Biden Seeks Hero Pay for Grocery Employees

L.A. to vote on $5-per-hour pay hike for city’s grocery and retail workers.

January 26, 2021

WASHINGTON—President Biden wants food retailers to provide their employees with back hero pay as part of a $1.9 trillion economic stimulus plan announced last week, reports GroceryDive.com.

The proposal also calls on lawmakers to approve unemployment aid to grocery delivery workers, ride-share drivers and other self-employed individuals, who typically aren’t eligible for compensation if they lose their jobs. ​The announcement follows efforts by labor officials to convince retailers to revive the bonus pay programs they introduced for essential workers early in the pandemic.

Including hero pay in the Biden Administration’s “American Rescue Plan” indicates White House support for the argument that grocery store employees should receive additional bonus pay for the risks they have shouldered during the pandemic.
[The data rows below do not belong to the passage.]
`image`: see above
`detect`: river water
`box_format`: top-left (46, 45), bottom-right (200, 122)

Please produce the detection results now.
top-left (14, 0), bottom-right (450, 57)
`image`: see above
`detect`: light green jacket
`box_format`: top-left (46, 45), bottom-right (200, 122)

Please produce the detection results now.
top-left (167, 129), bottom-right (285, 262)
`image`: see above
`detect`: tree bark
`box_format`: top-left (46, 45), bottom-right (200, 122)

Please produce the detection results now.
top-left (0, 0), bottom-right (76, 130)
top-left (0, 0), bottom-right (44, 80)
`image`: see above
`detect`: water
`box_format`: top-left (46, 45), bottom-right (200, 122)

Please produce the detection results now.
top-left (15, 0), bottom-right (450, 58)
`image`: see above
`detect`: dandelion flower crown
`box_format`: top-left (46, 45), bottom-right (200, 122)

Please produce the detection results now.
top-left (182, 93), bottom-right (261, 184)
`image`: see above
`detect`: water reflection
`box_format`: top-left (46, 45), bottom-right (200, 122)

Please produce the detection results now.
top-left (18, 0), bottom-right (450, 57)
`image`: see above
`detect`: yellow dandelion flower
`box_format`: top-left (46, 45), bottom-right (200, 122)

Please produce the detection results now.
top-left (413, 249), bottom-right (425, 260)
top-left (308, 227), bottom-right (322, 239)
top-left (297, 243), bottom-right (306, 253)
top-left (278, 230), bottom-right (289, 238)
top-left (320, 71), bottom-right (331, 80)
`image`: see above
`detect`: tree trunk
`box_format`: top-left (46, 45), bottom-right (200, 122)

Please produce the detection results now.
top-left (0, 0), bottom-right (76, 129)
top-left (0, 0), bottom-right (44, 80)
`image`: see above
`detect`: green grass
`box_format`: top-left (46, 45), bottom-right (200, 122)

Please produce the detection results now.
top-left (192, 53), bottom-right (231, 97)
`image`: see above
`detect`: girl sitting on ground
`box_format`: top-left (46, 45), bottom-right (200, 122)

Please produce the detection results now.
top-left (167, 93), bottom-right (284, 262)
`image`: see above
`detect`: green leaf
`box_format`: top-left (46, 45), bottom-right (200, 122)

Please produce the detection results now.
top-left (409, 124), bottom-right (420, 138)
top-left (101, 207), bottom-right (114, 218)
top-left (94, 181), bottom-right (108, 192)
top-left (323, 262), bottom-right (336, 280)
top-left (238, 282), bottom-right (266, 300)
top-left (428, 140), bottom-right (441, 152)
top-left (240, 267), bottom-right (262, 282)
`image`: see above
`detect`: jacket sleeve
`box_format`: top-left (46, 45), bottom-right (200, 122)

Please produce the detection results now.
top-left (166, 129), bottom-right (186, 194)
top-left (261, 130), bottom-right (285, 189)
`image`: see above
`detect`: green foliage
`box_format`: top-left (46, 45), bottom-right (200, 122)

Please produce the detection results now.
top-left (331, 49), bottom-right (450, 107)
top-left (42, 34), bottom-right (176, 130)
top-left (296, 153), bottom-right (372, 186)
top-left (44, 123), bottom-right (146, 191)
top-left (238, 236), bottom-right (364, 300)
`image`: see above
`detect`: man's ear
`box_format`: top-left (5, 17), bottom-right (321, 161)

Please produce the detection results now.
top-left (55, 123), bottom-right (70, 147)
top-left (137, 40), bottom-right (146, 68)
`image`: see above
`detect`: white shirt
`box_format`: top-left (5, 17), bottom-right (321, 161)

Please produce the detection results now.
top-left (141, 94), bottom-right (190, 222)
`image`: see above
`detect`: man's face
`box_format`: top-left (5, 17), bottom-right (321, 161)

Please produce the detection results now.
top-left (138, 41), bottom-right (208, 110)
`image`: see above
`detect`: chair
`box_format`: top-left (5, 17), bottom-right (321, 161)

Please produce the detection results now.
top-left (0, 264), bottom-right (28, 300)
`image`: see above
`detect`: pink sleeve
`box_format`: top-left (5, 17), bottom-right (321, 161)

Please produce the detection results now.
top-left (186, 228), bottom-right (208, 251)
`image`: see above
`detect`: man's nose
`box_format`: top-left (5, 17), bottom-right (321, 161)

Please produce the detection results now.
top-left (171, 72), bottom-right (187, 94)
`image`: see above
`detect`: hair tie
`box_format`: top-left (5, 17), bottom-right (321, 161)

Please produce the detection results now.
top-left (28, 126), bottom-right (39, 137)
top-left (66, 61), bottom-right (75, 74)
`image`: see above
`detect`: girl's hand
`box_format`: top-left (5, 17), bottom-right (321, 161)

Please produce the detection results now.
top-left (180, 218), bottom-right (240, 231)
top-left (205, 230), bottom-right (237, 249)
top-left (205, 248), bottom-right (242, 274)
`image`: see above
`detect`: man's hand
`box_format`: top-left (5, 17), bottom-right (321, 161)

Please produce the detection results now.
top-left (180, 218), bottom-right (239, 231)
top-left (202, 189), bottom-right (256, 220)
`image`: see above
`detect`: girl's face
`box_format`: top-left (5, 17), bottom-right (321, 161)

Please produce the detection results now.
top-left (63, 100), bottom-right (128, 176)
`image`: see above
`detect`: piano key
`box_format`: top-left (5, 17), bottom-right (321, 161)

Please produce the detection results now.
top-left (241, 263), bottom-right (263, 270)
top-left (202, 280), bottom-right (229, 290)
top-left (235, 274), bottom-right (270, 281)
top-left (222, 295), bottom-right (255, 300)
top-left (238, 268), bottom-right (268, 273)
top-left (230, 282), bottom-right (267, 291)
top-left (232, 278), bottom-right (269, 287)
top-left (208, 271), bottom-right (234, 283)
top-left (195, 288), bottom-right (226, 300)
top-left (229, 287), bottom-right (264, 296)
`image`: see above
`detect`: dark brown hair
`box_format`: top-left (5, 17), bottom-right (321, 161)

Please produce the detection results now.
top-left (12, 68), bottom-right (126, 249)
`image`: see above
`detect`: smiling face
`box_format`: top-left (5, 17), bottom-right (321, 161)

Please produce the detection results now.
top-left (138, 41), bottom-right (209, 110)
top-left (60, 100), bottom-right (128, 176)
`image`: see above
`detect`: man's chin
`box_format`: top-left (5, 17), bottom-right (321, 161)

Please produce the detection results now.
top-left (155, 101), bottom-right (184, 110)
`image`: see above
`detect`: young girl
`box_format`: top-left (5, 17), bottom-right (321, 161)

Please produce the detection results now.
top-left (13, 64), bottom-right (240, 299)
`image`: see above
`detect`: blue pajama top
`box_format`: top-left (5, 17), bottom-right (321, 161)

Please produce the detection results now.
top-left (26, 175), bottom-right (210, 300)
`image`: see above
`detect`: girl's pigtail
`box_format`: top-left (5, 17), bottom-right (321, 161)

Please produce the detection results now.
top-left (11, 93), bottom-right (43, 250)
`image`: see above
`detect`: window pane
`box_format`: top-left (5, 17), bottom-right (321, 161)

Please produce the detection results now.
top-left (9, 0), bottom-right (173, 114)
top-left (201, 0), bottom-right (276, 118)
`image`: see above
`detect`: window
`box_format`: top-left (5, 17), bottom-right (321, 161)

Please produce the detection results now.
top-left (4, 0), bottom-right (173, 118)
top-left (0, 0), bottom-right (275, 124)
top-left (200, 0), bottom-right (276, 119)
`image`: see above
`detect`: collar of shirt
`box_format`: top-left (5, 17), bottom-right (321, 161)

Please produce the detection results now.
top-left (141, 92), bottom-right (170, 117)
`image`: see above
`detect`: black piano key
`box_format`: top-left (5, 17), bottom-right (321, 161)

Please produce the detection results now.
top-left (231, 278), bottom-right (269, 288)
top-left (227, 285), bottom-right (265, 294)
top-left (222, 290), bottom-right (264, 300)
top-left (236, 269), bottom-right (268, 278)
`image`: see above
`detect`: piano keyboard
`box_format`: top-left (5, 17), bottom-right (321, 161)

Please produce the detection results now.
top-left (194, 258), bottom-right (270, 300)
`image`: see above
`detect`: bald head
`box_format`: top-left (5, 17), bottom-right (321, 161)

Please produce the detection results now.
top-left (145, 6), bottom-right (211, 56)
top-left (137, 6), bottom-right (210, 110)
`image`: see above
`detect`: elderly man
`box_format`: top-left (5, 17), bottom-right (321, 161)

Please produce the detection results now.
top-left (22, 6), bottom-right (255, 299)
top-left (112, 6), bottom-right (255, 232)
“A number of large employers, especially in the retail and grocery sectors, have seen bumper profitability in 2020 and yet done little or nothing at all to compensate their workers for the risks they took,” the incoming administration said in a document outlining its rescue package. “The president-elect believes these employers have a duty to do right by their frontline essential workers and acknowledge their sacrifices with generous back hazard pay for the risks they took across 2020 and up to today.”

Early in the pandemic, supermarket operators were lauded for boosting worker pay as the industry scrambled to react to the crisis. But during the summer, some retailers terminated the extra compensation. Critics have called on grocers to reverse that decision, pointed to booming revenue and profits spurred by a population that’s spending more time at home. In July, a group of 15 senators, including Kamala Harris, sent letters to top grocery executives requesting restoration of the pay programs.

H-E-B, Stop & Shop and Target are among the major grocers that paid bonuses to essential workers last year. H-E-B instituted an unspecified permanent pay raise in June, while Natural Grocers announced in April that it would keep a $1 hourly pay bump for its workers indefinitely.

Meanwhile, in Los Angeles, the County Board of Supervisors passed a motion that could lead the city to mandate a $5-per-hour "hero pay" increase for grocery and retail drugstore workers. L.A.’s proposed ordinance, which the grocery industry opposes, is due for a vote today.